Recruiting cryptocurrency users for large-scale quantitative studies is known to be challenging due to the unknown geographic distribution, more pronounced preferences for anonymity, and a lack of reliable, non-intrusive mechanisms for confirming the individual’s status of being a cryptocurrency investor. Therefore, such common strategies used to recruit research subjects as using commercial panel or crowdsourcing services (e.g., Amazon Mechanical Turk, Prolific etc.) or surveying students, staff etc. have serious limitations and biases in cryptocurrency research.

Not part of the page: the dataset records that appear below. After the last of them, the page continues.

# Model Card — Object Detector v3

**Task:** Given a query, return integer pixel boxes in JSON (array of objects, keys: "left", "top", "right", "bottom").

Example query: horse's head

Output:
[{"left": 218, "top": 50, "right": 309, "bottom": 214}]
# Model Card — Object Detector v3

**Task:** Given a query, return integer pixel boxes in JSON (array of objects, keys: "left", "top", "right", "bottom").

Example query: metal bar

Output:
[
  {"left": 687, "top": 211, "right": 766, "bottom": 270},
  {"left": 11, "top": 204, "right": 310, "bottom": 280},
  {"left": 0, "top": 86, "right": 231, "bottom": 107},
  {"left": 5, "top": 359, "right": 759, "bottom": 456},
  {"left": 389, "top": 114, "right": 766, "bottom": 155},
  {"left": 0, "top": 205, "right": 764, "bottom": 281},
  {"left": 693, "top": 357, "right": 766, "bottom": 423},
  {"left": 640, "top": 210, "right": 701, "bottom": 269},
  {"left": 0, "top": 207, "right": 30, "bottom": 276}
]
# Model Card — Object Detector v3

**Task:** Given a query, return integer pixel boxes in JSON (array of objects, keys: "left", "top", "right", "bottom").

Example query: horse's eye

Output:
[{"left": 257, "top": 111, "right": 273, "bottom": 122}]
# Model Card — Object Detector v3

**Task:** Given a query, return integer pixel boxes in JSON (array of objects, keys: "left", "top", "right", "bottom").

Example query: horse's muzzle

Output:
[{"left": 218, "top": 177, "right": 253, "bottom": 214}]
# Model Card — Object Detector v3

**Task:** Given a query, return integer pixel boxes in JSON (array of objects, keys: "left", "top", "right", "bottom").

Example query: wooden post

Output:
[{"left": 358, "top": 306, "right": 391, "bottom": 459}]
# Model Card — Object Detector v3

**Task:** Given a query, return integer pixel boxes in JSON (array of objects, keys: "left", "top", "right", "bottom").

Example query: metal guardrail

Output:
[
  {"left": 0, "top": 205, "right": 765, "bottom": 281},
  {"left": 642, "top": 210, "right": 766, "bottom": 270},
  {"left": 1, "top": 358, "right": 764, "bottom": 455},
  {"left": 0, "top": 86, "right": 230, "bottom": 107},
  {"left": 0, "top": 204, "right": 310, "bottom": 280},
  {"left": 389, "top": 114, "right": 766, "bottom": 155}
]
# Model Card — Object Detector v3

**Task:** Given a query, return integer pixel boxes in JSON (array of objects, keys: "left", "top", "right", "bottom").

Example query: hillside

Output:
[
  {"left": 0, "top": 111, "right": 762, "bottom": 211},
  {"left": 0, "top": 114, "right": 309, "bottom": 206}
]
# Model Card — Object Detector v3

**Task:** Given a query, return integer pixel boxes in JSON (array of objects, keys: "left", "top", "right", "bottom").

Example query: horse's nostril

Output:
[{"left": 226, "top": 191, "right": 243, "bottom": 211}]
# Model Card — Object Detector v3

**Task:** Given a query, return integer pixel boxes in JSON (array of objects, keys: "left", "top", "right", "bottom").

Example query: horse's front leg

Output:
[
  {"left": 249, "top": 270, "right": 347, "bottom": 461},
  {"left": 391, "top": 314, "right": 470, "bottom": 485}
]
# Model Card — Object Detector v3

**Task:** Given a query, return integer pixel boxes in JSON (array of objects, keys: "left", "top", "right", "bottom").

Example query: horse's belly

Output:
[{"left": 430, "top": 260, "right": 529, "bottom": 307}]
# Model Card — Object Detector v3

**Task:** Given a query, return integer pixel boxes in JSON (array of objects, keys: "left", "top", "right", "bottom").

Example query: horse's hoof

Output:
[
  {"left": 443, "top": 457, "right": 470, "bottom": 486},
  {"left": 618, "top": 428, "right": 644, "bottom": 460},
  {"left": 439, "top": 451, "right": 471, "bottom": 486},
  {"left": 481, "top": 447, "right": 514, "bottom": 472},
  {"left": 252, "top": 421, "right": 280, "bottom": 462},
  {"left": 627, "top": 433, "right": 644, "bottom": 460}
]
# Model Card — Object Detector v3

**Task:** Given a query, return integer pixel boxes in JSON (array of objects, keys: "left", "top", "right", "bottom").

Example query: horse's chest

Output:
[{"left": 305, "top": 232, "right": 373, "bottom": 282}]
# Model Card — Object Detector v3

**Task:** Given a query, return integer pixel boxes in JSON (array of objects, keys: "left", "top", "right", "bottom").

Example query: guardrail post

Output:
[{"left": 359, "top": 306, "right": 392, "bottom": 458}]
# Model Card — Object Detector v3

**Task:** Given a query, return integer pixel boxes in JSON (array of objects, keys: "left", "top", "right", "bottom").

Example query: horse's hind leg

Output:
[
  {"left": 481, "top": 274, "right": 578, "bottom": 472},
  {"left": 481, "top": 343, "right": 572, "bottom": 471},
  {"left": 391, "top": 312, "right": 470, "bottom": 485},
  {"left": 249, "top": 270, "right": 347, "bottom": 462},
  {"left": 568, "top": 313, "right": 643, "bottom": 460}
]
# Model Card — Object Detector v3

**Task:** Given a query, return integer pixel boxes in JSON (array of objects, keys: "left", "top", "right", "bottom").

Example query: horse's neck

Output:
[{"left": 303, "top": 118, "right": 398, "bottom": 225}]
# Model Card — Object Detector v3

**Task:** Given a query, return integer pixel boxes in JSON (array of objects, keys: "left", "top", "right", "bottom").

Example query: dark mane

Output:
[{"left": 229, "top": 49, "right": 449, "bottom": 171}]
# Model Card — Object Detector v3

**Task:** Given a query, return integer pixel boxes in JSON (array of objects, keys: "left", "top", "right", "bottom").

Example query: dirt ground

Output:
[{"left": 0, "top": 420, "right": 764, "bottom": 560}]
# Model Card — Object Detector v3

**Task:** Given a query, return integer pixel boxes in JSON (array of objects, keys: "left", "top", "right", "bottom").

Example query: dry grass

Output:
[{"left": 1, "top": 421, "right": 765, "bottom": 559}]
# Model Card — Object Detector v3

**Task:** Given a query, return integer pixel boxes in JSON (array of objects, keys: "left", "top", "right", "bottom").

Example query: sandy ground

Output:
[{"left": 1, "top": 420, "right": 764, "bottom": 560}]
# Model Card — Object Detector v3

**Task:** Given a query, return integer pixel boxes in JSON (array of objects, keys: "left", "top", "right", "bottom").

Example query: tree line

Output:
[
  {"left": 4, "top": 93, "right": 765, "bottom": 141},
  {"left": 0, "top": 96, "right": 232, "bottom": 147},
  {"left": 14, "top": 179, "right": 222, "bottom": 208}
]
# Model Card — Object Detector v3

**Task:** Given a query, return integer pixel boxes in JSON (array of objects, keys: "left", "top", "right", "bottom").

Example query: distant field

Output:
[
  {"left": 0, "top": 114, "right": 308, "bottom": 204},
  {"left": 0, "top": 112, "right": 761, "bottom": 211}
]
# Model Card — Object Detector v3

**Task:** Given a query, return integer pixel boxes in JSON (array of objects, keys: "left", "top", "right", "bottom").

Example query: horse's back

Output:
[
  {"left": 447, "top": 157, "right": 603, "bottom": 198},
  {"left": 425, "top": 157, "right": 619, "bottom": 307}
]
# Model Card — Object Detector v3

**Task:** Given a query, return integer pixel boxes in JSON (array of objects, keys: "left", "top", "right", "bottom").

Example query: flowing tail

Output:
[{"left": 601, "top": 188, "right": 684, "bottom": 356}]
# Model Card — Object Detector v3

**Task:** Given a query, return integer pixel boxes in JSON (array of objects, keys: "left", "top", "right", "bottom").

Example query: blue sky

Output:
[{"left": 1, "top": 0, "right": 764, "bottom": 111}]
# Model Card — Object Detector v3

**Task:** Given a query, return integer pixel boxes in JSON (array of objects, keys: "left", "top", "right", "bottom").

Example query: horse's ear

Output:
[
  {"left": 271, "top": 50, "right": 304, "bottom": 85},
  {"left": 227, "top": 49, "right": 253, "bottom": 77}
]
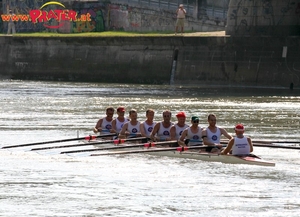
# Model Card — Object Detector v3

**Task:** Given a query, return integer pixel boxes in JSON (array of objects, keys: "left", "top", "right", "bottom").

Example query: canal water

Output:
[{"left": 0, "top": 80, "right": 299, "bottom": 216}]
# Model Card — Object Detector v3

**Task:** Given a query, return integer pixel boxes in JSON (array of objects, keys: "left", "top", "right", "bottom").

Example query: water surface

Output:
[{"left": 0, "top": 80, "right": 299, "bottom": 216}]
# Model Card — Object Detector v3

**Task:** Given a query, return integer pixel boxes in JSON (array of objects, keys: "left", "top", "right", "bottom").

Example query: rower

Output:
[
  {"left": 221, "top": 124, "right": 253, "bottom": 156},
  {"left": 119, "top": 109, "right": 142, "bottom": 139},
  {"left": 150, "top": 110, "right": 174, "bottom": 142},
  {"left": 93, "top": 106, "right": 114, "bottom": 135},
  {"left": 202, "top": 113, "right": 232, "bottom": 153},
  {"left": 140, "top": 109, "right": 156, "bottom": 138},
  {"left": 178, "top": 115, "right": 203, "bottom": 146},
  {"left": 170, "top": 111, "right": 189, "bottom": 140},
  {"left": 111, "top": 106, "right": 130, "bottom": 135}
]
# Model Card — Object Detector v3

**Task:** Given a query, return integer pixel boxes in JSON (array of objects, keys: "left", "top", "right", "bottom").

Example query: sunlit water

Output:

The aim of this thesis is to develop a set of screening questions that can be used in online surveys to assess knowledge and discriminate between respondents with and without experience with cryptocurrencies. The questions need to be easy and quick to answer for individuals who own(ed) a cryptocurrency, but difficult to answer correctly for those who have no cryptocurrency experience. The designed questionnaire needs to be tested and evaluated for its efficacy in a real-world empirical study. The student may approach this problem using both qualitative and quantitive research methods (e.g., by first identifying and pre-testing questionnaire ideas in semi-structured interviews with cryptocurrency owners and then testing screening questions on a larger sample of respondents).
This thesis is targeted at students studying in the Information Systems program.